Leszek Jaeger za każdy grosz wrzucony do puszki częstował rogalikiem własnego wypieku. Obok stoiska Towarzystwa Miłośników Historii Ziemi Gryfińskiej przygotowany był stragan z ciastami i wspaniałymi ruskimi pierogami.
W Klubie Nauczycielskim cały czas panował ogromny ruch. Wśród wolontariuszy byli również studenci Paulina i Czarek ze Szczecina, którzy podobnie jak pomocnicy Ewy Chludzińskiej-Lewczuk, związani są ze Stowarzyszeniem Jestem i Pomagam w Gryfinie.
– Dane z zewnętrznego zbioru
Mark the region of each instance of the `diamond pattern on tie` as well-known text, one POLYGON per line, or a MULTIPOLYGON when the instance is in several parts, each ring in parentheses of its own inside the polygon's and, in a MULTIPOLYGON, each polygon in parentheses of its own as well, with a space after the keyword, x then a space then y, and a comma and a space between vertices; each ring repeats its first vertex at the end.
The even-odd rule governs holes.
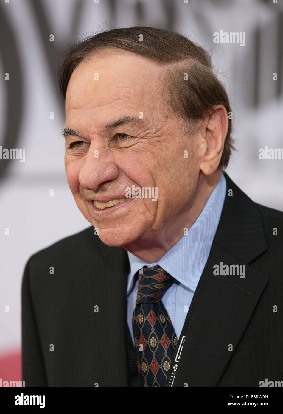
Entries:
POLYGON ((175 279, 158 265, 139 274, 133 331, 140 387, 164 387, 178 341, 162 301, 175 279))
Pojawił się Adam Lewiński. Siła przyzwyczajenia zwyciężyła. Wpadł niby na chwilkę. Gdyby pana Adama nie zmogła choroba, grałby z Orkiestrą osiemnasty raz. Przez swoją „ekipę” został więc zaproszony na urodzinową uroczystość i na tort. Odmówić nie wypadało.
Strażacy prezentowali się wraz ze swoimi bojowymi samochodami. Duże brawa należą się osobom występującym na scenie. Mimo chłodu, werwa im dopisywała.
O godzinie 20 rozbłysło światełko do nieba, zamykając 23. Finał Wielkiej Orkiestry Świątecznej Pomocy.